I will also continue to fight to ensure that the RFU does not neglect local residents and I am totally opposed to the stadium being used by Premier League football clubs.

In relation to Heathrow expansion my views have been consistent over the years – I simply believe there is no case for a third Heathrow runway. We must strengthen protection against anti-social night noise.

I have, over the last five years, balanced my local responsibilities with a senior Cabinet role in the Coalition. In that role I helped to provide political stability at a time of acute economic crisis.
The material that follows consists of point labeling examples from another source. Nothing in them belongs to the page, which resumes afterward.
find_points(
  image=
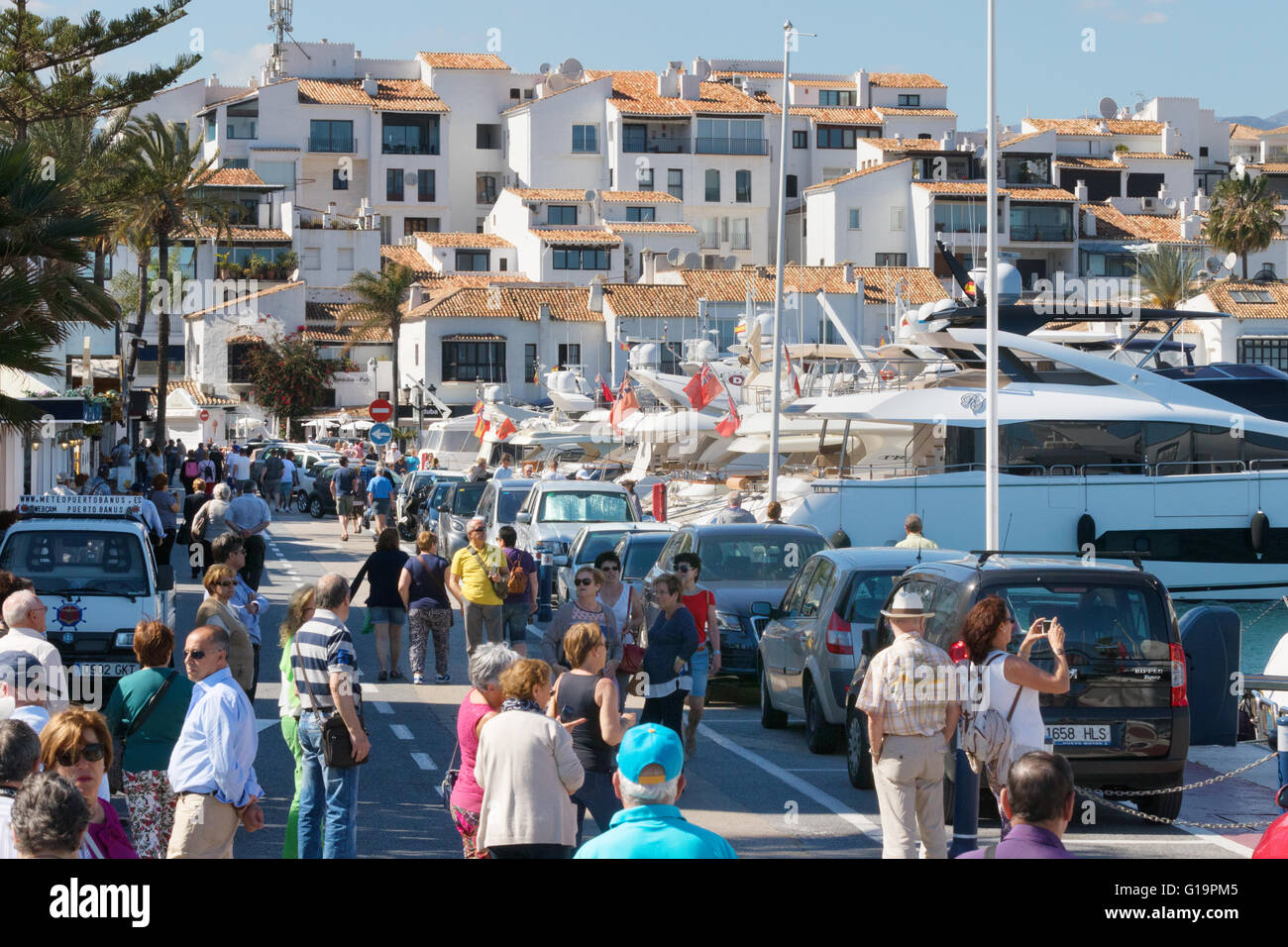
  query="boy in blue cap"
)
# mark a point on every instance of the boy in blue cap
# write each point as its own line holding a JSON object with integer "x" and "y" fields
{"x": 649, "y": 780}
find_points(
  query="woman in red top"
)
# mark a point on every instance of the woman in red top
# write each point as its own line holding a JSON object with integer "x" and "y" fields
{"x": 702, "y": 605}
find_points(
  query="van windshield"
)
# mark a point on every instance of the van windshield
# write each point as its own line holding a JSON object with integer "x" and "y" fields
{"x": 88, "y": 564}
{"x": 1100, "y": 621}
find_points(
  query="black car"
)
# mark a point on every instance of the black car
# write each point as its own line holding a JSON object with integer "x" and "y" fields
{"x": 1125, "y": 723}
{"x": 741, "y": 564}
I have managed to achieve much: a rapid growth in apprenticeships; introducing shared parental leave, restricting the use of zero hour contracts, setting up the British Business Bank and Green Investment Bank.

In the last few weeks one of my initiatives – to support people with mental health difficulties has born fruit through expanding adult education provision, for which Richmond Adult College has successfully bid.


What is your favourite musical group/band/album?

I prefer classical – Mozart operas.

What is your favourite book?

Vikram Seth – A Suitable Boy

What is the last book you read?

Simon Sebag Montefiore – One Night in Winter

What are three places you have lived?

I was brought up on York, lived in Glasgow and for forty years in Twickenham

What is your favourite meal?

A good authentic Goan curry (the speciality of my late wife Olympia)

What is your favourite place to take a holiday?